It's only seven in the morning and I'm already sweating profusely as I wait for a tour van to the Cu Chi Tunnels. Gawking at the energetic life around me, I'm struck by how Vietnam's biggest city, Saigon, is everything you hear it is: bustling, muggy, beautiful and packed full of scooters. But the longer you stay here, the more you're overwhelmed by the shadow of the war, which is forcefully cast down every one of Saigon's busy streets. Military vehicles are peppered across most of its empty spaces; choppers, tanks, jeeps, mortars. They are constant reminders, along with a frankly insane number of national flags, that the American Aggressors were sent packing, leaving behind a unified Vietnam.

'Unification' is the overriding theme across all of Saigon's museums and historical tourist attractions -- the aptly named Unification Palace probably the most obvious among them. It was at this palace that, in an act that marked the end of the war in 1975, Northern forces drove a tank through the front gates, claiming it back from the defeated 'Western puppet government' of South Vietnam.

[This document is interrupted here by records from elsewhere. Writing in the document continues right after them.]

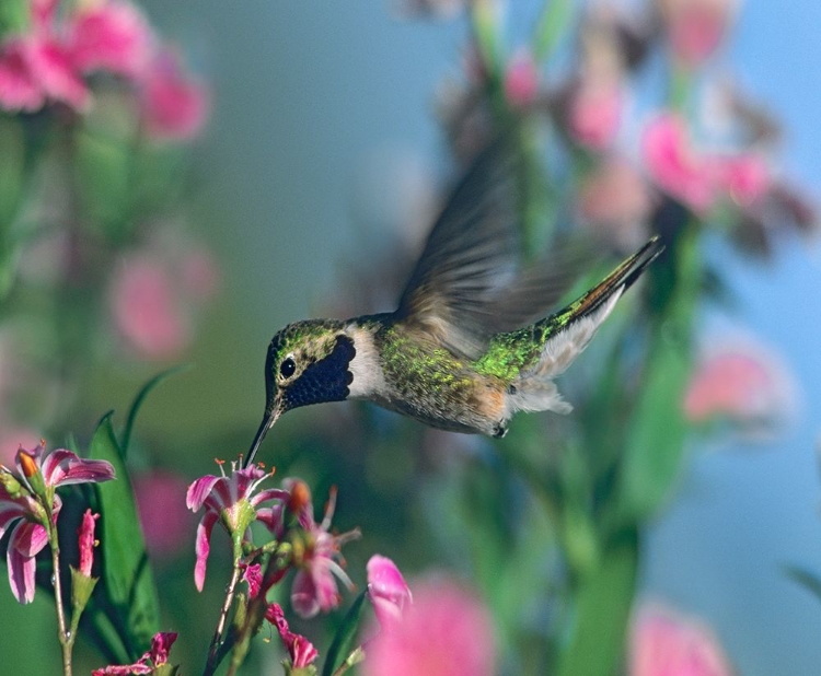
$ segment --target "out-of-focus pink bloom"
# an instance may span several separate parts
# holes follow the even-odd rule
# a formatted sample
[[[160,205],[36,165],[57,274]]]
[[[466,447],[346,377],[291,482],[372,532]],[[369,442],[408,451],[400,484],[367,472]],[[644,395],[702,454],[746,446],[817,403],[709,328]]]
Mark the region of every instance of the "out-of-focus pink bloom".
[[[85,510],[83,520],[78,529],[78,548],[80,549],[80,573],[91,578],[91,567],[94,564],[94,522],[100,518],[100,514],[92,514],[91,510]]]
[[[414,604],[390,631],[368,643],[365,676],[452,676],[494,673],[493,625],[486,608],[459,584],[415,585]]]
[[[0,538],[12,528],[7,552],[9,584],[20,603],[34,601],[35,557],[48,544],[46,526],[50,526],[44,504],[56,523],[62,506],[55,494],[57,487],[114,478],[114,468],[105,461],[81,458],[65,448],[44,456],[42,444],[32,451],[21,447],[15,470],[0,467]]]
[[[368,598],[382,629],[393,628],[413,603],[410,588],[391,559],[374,555],[368,561]]]
[[[122,666],[106,666],[94,669],[91,676],[129,676],[130,674],[153,674],[154,669],[169,662],[171,646],[176,641],[176,632],[161,631],[151,639],[151,650],[134,664]]]
[[[187,483],[171,471],[152,471],[134,481],[137,511],[151,556],[170,558],[180,552],[187,540],[192,515],[183,496]]]
[[[601,162],[579,190],[581,217],[624,250],[634,249],[647,240],[651,208],[647,182],[623,158]]]
[[[789,417],[795,385],[788,370],[751,340],[714,345],[687,386],[684,412],[693,422],[726,418],[749,429],[766,428]]]
[[[761,155],[717,155],[710,161],[710,171],[717,185],[726,190],[740,207],[761,200],[772,185],[770,167]]]
[[[661,0],[670,48],[675,58],[694,68],[718,47],[732,20],[735,0]]]
[[[299,572],[293,578],[291,605],[300,616],[313,617],[320,610],[327,613],[339,605],[340,597],[335,578],[349,588],[354,586],[337,559],[340,557],[342,546],[359,537],[359,532],[351,531],[342,535],[329,533],[331,520],[336,506],[335,489],[331,491],[325,516],[322,523],[317,524],[313,518],[311,492],[304,481],[288,479],[284,486],[292,496],[304,496],[300,499],[299,509],[292,509],[298,514],[300,526],[305,531],[305,541],[301,560],[296,561]]]
[[[622,98],[616,81],[582,81],[568,110],[568,130],[574,139],[593,150],[611,145],[622,119]]]
[[[220,465],[220,470],[222,470],[222,465]],[[271,500],[287,501],[290,493],[277,488],[256,492],[259,485],[270,476],[273,473],[256,466],[236,469],[235,463],[232,463],[230,477],[224,474],[220,477],[206,475],[188,487],[186,496],[188,509],[197,512],[205,506],[205,514],[197,526],[197,562],[194,567],[194,582],[200,592],[205,583],[211,531],[218,521],[232,537],[236,534],[243,536],[254,521],[262,521],[269,528],[281,527],[271,522],[274,510],[259,508],[259,505]],[[276,513],[281,515],[281,511]]]
[[[288,651],[291,658],[291,665],[294,668],[302,668],[312,664],[319,653],[311,641],[305,637],[293,633],[288,628],[288,620],[285,619],[285,613],[279,604],[273,603],[265,613],[265,619],[277,628],[279,638],[282,639],[282,645]]]
[[[46,33],[7,40],[0,49],[0,106],[35,112],[48,100],[78,110],[89,104],[89,90],[71,54]]]
[[[641,154],[654,180],[696,212],[715,200],[714,177],[705,159],[693,151],[684,121],[660,115],[644,130]]]
[[[505,95],[511,105],[523,108],[539,94],[539,69],[533,56],[521,50],[513,56],[505,71]]]
[[[662,606],[641,608],[633,627],[629,676],[731,676],[713,633]]]
[[[115,276],[111,304],[120,335],[142,357],[173,357],[190,340],[172,271],[159,257],[127,260]]]
[[[151,42],[146,18],[128,2],[80,5],[68,26],[71,60],[84,72],[105,70],[135,78],[149,61]]]
[[[183,71],[174,53],[162,51],[153,58],[142,80],[142,115],[152,138],[185,141],[196,137],[208,107],[208,90]]]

Taking stories like these at face value, you'd be forgiven for thinking the end of the war was a happy occurrence for all Vietnamese people. And, thanks to decades of a communist regime pushing the state-sanctioned version of history, that seems to be true for most, particularly the younger generations. But for the Southern Vietnamese old enough to remember, the end of the war marked bitter defeat.

Not that they can openly tell you as much.

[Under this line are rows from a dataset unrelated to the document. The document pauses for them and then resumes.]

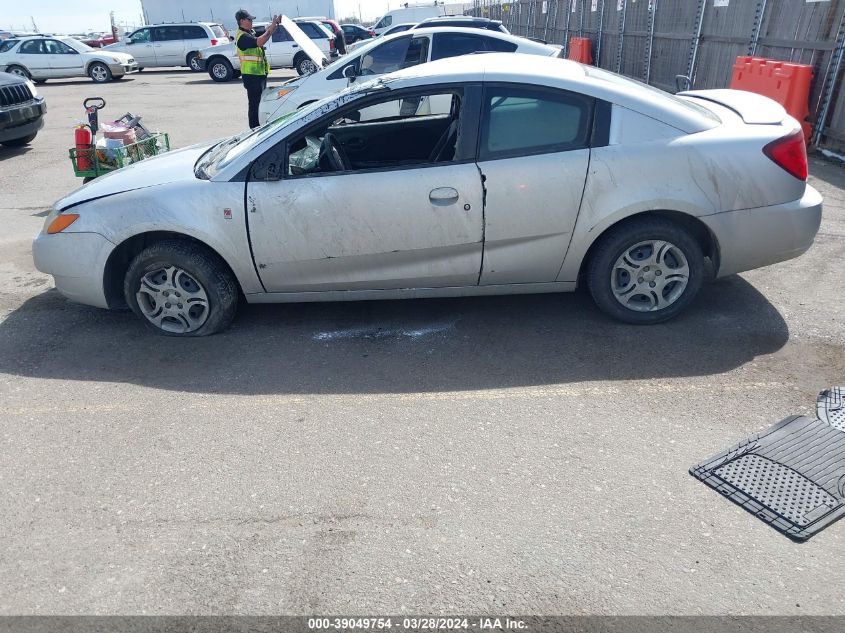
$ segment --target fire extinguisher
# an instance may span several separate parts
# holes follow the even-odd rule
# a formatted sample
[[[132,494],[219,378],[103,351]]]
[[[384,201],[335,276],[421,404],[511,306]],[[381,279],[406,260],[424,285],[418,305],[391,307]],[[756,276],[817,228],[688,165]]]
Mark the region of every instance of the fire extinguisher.
[[[73,131],[76,142],[76,169],[91,171],[94,169],[94,135],[87,125],[77,125]]]
[[[99,129],[98,110],[102,110],[106,100],[102,97],[90,97],[82,102],[88,115],[88,125],[77,125],[73,136],[76,143],[76,168],[79,171],[94,169],[94,140]]]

'People have to have secret meetings to be critical of the government,' says my tour guide, Tiny Tim, as he packs the tour group into the van.

'I know people who have been caught at these meetings and taken away.'

'Tiny Tim' is a nickname he'd picked up years ago from Australian tourists.

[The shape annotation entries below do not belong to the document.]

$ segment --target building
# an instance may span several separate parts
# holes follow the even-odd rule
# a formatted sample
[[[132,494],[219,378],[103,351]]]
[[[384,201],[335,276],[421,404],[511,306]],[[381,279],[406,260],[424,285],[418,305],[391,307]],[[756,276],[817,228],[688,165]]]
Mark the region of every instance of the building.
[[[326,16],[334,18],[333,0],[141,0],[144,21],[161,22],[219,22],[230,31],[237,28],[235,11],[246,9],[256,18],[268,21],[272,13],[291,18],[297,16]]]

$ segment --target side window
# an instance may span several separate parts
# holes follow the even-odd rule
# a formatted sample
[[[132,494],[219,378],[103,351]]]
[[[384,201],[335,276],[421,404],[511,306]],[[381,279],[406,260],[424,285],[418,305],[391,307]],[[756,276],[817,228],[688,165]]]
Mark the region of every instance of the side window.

I'm now bouncing in our air conditioned tour van alongside a million scooters on a main arterial out of the city. As the urban expanse gives way to lush green fields, Tim starts to tell us about what to expect on this tour to the Củ Chi Tunnels. He's loud and proud and his accent has the hint of a Texas drawl.

The Củ Chi Tunnel system is one of the biggest tourist attractions in South Vietnam. It's also one of the more obvious when it comes to the regime's agenda.

About an hour and a half from the centre of Saigon, the 121km tunnel system was built covertly by the Củ Chi people to escape the horrors of the French occupation back in the 1940s. They later used it during the war to combat the Southern army and the Americans from within.

The tour van pulls up next to a dozen others and Tim swiftly escorts us through a security checkpoints onto the tunnel grounds. We're now ambling down well-worn paths in the Củ Chi jungle as Tim explains how the tunnels were used to combat the enemy.

'The Củ Chi fighters use what they call guerrilla tactics,' he says.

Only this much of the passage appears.